Following up on a previous item, Congressional leaders have indeed agreed to a 6-month stopgap spending bill to avoid a government shutdown at the end of September.

The emerging deal is a sharp contrast to previous occasions when House Republicans used the approach of a spending deadline to insist on deep spending cuts in exchange for their votes, once avoiding a shutdown by a matter of hours. But with the Oct. 1 deadline for enacting spending bills for 2012 coming so close to the election, Republicans leaders were eager to avoid a government crisis that they could be blamed for by voters at the polls.

Under the agreement that takes the spending fight off the table before the presidential and Congressional elections, lawmakers have agreed to continue the current rate of spending into early next year despite a call by some conservative Republicans for a lower rate. By pushing the spending into next year, the House and Senate would also eliminate it as a bargaining chip in post-election negotiations over what to do about expiring tax cuts.

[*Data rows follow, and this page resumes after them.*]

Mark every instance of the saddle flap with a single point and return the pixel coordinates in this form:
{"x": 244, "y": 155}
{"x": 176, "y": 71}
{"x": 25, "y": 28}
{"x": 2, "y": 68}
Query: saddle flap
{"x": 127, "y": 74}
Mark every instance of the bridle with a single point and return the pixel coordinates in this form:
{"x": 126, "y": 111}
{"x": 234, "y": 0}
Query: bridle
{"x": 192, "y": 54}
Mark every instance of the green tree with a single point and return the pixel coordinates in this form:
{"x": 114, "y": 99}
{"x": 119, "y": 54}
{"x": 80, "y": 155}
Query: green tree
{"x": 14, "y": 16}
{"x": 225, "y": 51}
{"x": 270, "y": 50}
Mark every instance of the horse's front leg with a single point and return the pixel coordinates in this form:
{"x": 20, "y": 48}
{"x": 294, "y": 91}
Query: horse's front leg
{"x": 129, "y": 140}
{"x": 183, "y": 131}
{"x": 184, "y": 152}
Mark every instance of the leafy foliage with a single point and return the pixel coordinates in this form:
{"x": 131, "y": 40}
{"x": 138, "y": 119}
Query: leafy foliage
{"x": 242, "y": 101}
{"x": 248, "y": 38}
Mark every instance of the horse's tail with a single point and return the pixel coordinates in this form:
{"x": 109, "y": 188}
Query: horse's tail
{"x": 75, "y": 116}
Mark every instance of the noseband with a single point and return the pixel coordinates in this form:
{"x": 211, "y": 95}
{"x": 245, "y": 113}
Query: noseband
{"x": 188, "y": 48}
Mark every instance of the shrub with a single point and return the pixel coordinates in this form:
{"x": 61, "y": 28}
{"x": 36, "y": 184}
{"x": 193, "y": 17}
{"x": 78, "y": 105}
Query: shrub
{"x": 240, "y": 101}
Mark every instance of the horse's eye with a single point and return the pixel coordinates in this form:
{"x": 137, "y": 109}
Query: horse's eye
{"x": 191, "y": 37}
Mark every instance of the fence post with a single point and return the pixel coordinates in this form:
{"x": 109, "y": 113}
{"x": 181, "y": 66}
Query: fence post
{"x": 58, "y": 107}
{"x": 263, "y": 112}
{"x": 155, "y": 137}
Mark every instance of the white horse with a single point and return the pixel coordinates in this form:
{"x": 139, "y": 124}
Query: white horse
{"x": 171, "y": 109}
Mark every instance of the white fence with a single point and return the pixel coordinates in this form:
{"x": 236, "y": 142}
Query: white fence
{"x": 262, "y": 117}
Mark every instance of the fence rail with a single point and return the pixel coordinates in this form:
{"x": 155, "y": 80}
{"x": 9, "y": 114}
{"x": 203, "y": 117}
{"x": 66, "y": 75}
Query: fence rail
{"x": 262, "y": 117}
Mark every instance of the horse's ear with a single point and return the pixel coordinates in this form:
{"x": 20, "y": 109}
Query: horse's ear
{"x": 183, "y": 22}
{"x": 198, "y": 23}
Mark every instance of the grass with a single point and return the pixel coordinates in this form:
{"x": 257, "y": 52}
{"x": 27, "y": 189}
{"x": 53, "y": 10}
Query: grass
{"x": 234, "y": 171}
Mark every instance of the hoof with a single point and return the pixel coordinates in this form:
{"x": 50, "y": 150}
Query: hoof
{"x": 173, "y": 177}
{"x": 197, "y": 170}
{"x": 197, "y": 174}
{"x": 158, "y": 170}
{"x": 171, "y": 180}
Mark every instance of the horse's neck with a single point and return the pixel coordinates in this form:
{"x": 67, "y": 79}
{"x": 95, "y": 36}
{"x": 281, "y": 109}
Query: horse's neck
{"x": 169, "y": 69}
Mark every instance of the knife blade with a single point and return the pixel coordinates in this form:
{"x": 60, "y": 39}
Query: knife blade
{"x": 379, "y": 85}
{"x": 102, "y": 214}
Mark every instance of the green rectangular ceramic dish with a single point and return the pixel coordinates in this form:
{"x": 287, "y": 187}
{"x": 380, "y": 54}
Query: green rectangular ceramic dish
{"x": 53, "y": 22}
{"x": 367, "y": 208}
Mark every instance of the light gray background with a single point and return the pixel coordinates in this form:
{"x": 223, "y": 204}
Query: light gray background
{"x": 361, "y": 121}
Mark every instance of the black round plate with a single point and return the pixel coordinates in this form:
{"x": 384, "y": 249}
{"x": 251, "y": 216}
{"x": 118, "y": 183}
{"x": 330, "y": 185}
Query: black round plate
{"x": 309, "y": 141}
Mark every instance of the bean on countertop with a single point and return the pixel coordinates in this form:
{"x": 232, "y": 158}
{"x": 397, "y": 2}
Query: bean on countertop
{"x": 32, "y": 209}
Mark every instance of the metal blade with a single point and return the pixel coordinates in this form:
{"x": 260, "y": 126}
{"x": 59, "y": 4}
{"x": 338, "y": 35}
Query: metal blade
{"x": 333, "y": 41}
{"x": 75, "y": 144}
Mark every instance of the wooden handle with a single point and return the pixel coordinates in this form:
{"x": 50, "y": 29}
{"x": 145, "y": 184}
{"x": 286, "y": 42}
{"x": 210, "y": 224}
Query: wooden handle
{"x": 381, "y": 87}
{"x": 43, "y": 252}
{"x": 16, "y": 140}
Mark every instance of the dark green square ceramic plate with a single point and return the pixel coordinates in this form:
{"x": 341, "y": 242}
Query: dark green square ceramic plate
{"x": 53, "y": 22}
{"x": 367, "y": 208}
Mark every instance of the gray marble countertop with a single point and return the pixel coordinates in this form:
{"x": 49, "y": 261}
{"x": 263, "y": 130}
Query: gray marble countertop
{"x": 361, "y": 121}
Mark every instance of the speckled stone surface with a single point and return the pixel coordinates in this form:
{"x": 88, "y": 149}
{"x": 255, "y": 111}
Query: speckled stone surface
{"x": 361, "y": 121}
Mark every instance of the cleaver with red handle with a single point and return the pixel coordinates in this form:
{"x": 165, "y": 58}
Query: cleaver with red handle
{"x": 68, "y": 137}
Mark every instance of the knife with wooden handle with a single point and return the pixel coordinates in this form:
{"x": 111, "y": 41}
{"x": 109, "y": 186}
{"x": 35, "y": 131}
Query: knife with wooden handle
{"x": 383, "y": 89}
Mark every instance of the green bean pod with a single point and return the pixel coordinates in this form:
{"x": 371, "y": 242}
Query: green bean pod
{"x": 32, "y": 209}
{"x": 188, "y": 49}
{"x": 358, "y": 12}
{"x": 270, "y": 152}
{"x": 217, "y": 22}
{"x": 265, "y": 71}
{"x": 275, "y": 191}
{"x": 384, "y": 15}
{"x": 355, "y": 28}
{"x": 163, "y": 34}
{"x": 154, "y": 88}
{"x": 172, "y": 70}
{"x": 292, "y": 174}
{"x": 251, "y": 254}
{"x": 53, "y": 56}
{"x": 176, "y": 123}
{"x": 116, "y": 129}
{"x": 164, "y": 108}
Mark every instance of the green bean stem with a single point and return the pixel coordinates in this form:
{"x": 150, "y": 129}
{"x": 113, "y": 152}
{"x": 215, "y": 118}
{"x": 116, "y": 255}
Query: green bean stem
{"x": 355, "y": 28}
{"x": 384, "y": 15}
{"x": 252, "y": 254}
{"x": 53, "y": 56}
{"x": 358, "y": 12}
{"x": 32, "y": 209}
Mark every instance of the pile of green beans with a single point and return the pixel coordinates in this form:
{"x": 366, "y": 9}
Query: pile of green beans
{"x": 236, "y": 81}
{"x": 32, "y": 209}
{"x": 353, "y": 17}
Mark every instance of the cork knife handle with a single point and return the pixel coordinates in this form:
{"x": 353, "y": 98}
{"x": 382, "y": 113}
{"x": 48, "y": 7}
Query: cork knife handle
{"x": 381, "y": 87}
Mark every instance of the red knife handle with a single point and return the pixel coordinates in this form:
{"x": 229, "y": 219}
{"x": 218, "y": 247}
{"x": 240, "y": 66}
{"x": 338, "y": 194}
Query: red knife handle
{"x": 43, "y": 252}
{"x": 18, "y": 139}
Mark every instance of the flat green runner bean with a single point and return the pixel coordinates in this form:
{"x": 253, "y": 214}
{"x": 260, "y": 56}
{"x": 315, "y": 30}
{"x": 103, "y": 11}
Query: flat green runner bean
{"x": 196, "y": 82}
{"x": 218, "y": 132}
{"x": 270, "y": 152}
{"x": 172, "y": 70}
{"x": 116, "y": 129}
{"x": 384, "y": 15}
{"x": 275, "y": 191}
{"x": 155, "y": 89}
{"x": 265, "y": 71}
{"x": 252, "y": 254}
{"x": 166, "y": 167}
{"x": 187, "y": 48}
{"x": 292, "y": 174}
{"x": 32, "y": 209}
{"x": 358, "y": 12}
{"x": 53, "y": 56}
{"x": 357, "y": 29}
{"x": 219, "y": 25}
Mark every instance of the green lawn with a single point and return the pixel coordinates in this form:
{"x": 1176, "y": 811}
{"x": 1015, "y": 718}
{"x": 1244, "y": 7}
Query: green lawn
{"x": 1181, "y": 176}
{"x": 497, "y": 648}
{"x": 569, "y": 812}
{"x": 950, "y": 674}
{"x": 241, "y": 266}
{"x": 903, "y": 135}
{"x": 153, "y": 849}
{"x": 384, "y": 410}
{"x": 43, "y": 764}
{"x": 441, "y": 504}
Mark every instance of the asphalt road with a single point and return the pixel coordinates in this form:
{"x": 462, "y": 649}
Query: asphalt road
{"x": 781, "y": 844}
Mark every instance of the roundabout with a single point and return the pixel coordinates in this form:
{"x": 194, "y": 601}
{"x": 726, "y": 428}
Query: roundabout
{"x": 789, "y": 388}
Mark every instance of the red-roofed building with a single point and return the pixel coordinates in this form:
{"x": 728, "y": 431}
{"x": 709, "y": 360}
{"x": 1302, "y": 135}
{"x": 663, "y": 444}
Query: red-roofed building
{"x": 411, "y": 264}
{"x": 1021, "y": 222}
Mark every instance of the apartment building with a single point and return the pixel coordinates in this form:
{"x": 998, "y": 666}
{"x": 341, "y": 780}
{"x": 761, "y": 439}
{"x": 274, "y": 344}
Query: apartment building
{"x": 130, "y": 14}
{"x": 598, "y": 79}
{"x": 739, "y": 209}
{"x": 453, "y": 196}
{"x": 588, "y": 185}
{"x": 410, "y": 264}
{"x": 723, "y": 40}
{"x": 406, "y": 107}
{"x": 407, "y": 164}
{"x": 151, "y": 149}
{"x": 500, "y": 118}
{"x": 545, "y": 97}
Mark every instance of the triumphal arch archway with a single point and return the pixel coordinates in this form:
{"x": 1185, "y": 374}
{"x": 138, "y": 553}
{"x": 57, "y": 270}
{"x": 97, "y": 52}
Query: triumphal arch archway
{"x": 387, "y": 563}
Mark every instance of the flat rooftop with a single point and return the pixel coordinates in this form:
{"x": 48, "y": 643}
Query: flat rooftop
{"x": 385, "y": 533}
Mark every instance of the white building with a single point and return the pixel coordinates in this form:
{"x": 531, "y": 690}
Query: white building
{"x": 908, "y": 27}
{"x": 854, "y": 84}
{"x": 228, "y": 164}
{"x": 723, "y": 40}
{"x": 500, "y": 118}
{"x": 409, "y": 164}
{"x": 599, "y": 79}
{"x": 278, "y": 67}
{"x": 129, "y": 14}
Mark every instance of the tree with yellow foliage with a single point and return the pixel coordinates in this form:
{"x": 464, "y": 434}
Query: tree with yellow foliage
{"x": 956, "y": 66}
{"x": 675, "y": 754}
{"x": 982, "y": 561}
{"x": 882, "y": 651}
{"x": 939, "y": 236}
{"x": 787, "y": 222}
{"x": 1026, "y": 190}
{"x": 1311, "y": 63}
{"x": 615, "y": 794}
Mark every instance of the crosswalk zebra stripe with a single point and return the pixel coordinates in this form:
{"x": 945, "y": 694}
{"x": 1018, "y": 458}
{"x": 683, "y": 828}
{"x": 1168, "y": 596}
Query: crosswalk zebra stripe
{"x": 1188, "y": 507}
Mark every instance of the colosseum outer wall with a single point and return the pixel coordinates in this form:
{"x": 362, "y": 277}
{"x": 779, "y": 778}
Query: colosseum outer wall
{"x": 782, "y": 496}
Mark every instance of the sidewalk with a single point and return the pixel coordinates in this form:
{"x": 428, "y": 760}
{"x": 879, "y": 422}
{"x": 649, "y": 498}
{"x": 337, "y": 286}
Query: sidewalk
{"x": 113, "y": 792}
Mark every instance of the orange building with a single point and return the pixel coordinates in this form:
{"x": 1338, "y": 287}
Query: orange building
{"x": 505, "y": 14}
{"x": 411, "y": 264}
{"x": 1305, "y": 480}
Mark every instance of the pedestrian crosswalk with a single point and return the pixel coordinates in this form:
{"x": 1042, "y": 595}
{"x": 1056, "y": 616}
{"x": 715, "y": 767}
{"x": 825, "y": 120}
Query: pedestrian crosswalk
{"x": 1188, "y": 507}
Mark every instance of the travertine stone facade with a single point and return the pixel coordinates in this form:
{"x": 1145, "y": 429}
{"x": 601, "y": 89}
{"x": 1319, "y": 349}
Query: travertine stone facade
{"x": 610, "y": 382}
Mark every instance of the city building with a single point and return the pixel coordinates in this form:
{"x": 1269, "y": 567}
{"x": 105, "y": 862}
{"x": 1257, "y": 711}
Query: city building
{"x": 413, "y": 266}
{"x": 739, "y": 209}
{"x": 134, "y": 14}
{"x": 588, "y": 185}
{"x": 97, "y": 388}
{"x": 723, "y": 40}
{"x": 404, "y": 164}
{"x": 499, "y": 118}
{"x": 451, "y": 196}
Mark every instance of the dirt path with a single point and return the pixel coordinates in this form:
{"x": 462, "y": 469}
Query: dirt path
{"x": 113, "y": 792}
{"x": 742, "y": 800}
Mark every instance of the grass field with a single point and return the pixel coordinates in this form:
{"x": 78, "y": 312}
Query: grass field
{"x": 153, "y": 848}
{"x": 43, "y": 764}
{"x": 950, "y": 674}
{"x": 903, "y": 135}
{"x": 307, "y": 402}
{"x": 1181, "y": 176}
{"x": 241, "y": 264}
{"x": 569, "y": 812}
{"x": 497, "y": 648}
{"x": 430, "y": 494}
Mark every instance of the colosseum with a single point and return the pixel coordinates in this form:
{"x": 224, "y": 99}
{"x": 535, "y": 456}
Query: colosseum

The rate of spending will be consistent with the $1.047 trillion agreed to in the debt limit deal last year. Harry Reid added that there are no riders in the bill. It’s just a budget deal to keep the government running through March 2013, at the level Democrats wanted, with no concessions to Republicans.

This means that the elections will determine the future of the budget, as per usual. But it represents a real retreat from the hard-charging rhetoric of Republicans on budgetary matters.

However, there’s still time for this to blow up. While the agreement was announced today, voting will not take place until after the August recess. That means that conservatives, seeing that they gave away all their leverage on this issue, may whip up the far right of the party and force changes. That’s certainly something we’ve seen happen before. Five weeks is a long time.